Raine mengatupkan bibir. Baiklah, untuk kali ini ia tidak akan cerewet. Biarkan ia menurut saja ke mana Gatra akan membawanya.

Mobil Gatra berhenti parkiran salah satu pusat perbelanjaan, Jakarta Pusat. Mereka turun, Gatra berjalan lebih dulu. Raine menyamai langkahnya sambil bertanya, "Kok kita ke sini, Pak?"

Lelaki berkemeja abu itu menoleh. "Kamu pikir saya mau mengajak kamu bertemu ibu saya dengan penampilan seperti ini?"

Gatra menatap dari atas ke bawah. Raine memakai kemeja dan celana jeans. Rambutnya dicepol atas. Sangat tidak layak ia membawa Raine bertemu ibunya dengan keadaan seperti ini. Gadis itu harus dipermak dulu.

"Jadi saya?"

"Sudahlah ayo ikut saja." Tanpa sadar Gatra menarik tangan Raine, mengajaknya ke salah satu stand pakaian wanita. Begitu tersadar ia langsung melepaskan tangannya.

Gatra menggaruk tengkuk. "Pilih saja pakaian yang menurut kamu cocok. Dan tentunya juga layak untuk dibawa bertemu ibu saya."

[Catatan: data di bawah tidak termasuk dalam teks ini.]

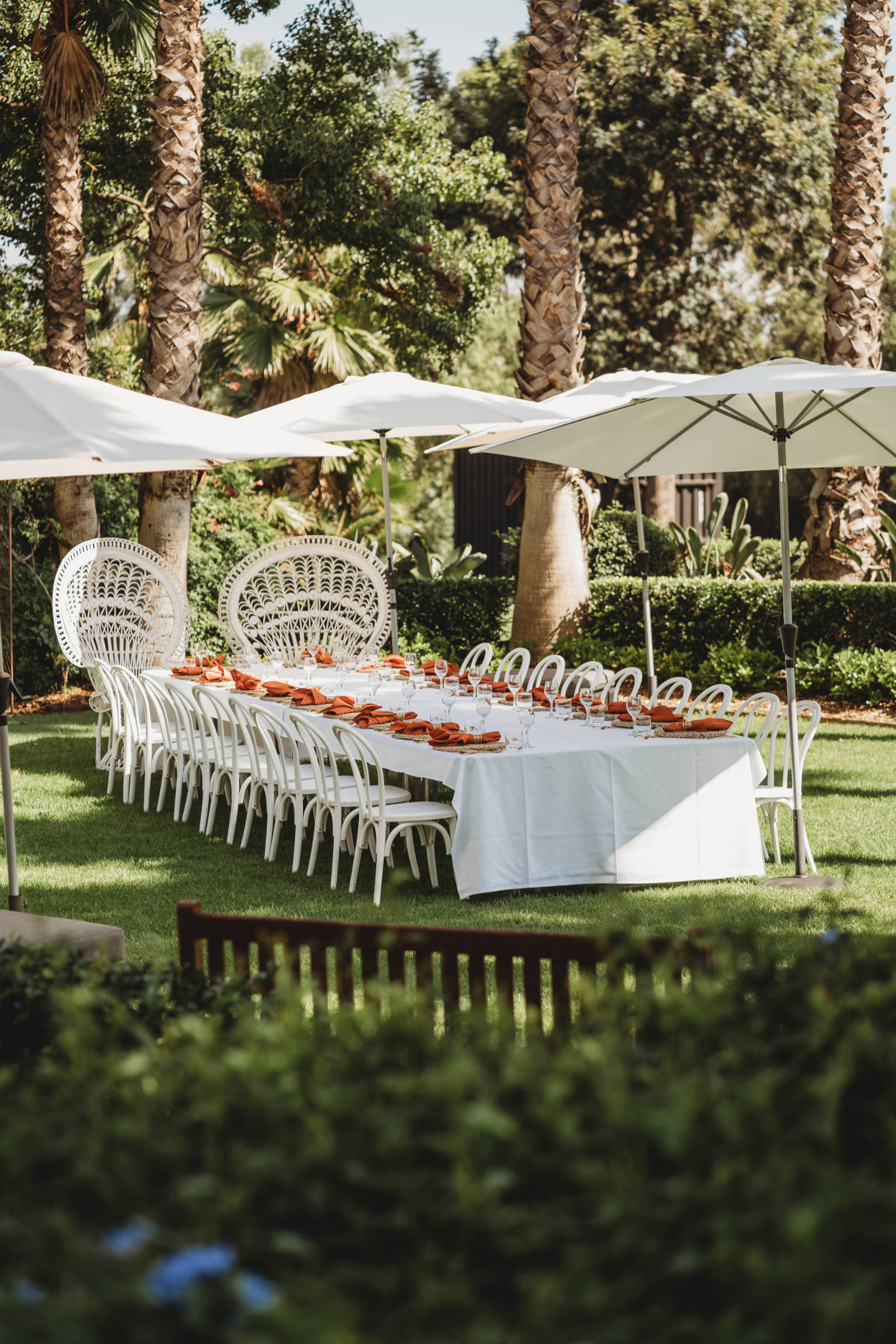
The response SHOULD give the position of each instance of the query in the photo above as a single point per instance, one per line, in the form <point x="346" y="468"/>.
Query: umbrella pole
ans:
<point x="6" y="775"/>
<point x="789" y="643"/>
<point x="390" y="568"/>
<point x="644" y="565"/>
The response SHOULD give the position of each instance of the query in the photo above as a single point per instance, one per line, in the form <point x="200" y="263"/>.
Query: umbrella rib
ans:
<point x="856" y="425"/>
<point x="767" y="418"/>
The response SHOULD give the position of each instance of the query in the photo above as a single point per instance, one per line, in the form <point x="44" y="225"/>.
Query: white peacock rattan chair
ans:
<point x="293" y="596"/>
<point x="119" y="602"/>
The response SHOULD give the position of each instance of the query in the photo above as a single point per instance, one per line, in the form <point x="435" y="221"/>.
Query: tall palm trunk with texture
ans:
<point x="175" y="257"/>
<point x="554" y="573"/>
<point x="70" y="86"/>
<point x="844" y="506"/>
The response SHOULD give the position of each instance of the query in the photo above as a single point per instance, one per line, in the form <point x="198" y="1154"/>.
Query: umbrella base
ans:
<point x="806" y="880"/>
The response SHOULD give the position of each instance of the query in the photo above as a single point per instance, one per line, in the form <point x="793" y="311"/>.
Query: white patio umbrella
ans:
<point x="766" y="417"/>
<point x="382" y="405"/>
<point x="604" y="393"/>
<point x="54" y="424"/>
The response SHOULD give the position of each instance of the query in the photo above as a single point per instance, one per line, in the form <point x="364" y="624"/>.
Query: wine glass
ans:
<point x="483" y="703"/>
<point x="526" y="715"/>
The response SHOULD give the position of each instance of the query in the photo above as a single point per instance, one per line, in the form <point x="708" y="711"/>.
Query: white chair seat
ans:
<point x="414" y="812"/>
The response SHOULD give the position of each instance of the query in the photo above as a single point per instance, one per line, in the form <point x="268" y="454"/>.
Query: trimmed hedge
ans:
<point x="696" y="613"/>
<point x="713" y="1166"/>
<point x="457" y="613"/>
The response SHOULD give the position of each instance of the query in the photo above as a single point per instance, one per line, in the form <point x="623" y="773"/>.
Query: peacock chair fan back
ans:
<point x="304" y="592"/>
<point x="119" y="602"/>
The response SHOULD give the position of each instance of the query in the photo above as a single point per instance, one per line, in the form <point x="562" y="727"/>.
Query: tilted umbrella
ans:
<point x="382" y="405"/>
<point x="54" y="424"/>
<point x="765" y="417"/>
<point x="604" y="393"/>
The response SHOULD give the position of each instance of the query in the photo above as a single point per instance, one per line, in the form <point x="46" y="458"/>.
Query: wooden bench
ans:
<point x="457" y="967"/>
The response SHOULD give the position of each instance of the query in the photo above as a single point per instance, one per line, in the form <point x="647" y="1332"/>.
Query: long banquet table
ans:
<point x="584" y="806"/>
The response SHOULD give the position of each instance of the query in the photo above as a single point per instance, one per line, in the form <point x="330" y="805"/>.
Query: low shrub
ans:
<point x="718" y="1164"/>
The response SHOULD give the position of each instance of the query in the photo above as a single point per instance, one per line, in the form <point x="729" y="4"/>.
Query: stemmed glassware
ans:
<point x="483" y="705"/>
<point x="526" y="715"/>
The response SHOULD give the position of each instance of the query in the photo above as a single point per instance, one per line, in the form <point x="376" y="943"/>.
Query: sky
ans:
<point x="457" y="29"/>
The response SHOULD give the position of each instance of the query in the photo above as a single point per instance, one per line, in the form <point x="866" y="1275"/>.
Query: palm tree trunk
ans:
<point x="554" y="574"/>
<point x="846" y="500"/>
<point x="65" y="327"/>
<point x="175" y="257"/>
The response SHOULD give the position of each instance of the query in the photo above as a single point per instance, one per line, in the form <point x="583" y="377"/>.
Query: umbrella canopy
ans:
<point x="833" y="416"/>
<point x="770" y="416"/>
<point x="54" y="424"/>
<point x="398" y="405"/>
<point x="383" y="405"/>
<point x="601" y="394"/>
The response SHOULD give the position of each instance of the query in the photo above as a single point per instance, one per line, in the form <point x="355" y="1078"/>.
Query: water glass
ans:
<point x="526" y="714"/>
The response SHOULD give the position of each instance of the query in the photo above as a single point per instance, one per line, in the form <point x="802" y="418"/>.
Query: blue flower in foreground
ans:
<point x="27" y="1294"/>
<point x="254" y="1292"/>
<point x="129" y="1238"/>
<point x="171" y="1278"/>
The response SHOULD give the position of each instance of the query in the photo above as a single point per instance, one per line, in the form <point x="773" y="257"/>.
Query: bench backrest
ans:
<point x="344" y="956"/>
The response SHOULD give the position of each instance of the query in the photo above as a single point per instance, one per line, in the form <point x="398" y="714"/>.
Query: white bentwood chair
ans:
<point x="551" y="668"/>
<point x="773" y="796"/>
<point x="762" y="703"/>
<point x="381" y="821"/>
<point x="613" y="690"/>
<point x="508" y="666"/>
<point x="704" y="706"/>
<point x="479" y="659"/>
<point x="586" y="674"/>
<point x="336" y="797"/>
<point x="678" y="690"/>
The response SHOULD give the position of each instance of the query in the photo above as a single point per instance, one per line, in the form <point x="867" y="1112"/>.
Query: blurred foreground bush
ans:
<point x="718" y="1164"/>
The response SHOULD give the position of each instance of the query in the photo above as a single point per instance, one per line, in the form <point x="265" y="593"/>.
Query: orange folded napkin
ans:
<point x="304" y="695"/>
<point x="342" y="705"/>
<point x="429" y="667"/>
<point x="277" y="687"/>
<point x="374" y="718"/>
<point x="244" y="682"/>
<point x="414" y="729"/>
<point x="216" y="674"/>
<point x="448" y="738"/>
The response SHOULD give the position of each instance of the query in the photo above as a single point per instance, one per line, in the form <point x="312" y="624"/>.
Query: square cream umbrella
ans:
<point x="382" y="405"/>
<point x="765" y="417"/>
<point x="54" y="424"/>
<point x="604" y="393"/>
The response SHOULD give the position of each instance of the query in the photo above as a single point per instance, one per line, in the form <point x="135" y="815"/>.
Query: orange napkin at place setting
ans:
<point x="448" y="738"/>
<point x="429" y="667"/>
<point x="374" y="718"/>
<point x="216" y="674"/>
<point x="342" y="705"/>
<point x="277" y="687"/>
<point x="302" y="695"/>
<point x="244" y="681"/>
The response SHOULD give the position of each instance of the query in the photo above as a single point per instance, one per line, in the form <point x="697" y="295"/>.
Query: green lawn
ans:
<point x="85" y="855"/>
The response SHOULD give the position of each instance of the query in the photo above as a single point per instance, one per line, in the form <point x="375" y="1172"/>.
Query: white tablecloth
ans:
<point x="586" y="806"/>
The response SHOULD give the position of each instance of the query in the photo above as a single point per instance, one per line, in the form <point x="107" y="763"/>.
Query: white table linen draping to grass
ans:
<point x="585" y="806"/>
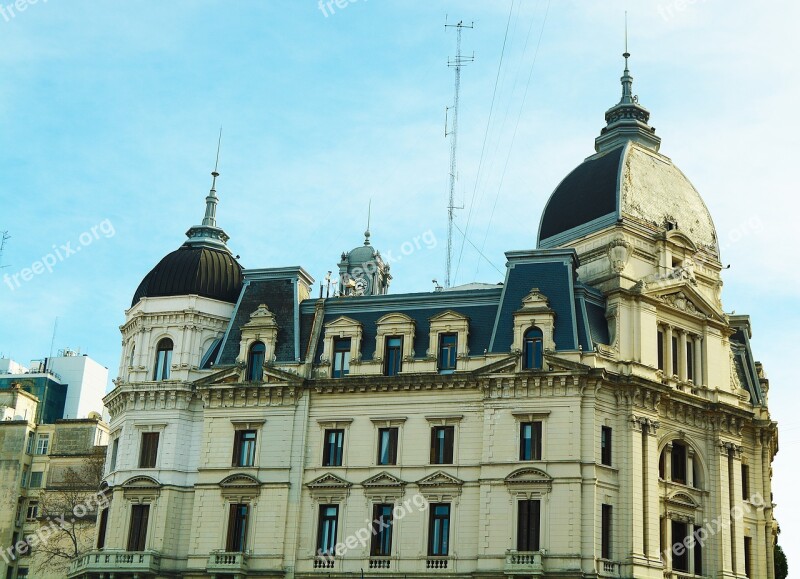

"Maksudnya Pak Dokter mau beliin Rain baju?"

"Hm, cepet gak pake lama."

Raine masuk ke dalam toko berdinding kaca tersebut. Baju-baju di dalam terlihat menakjubkan. Pakaian perempuan muda maupun dewasa semua tersendia. Tampak gerliy dan pasti harganya tidak murah. Ia jadi sungkan untuk memilih.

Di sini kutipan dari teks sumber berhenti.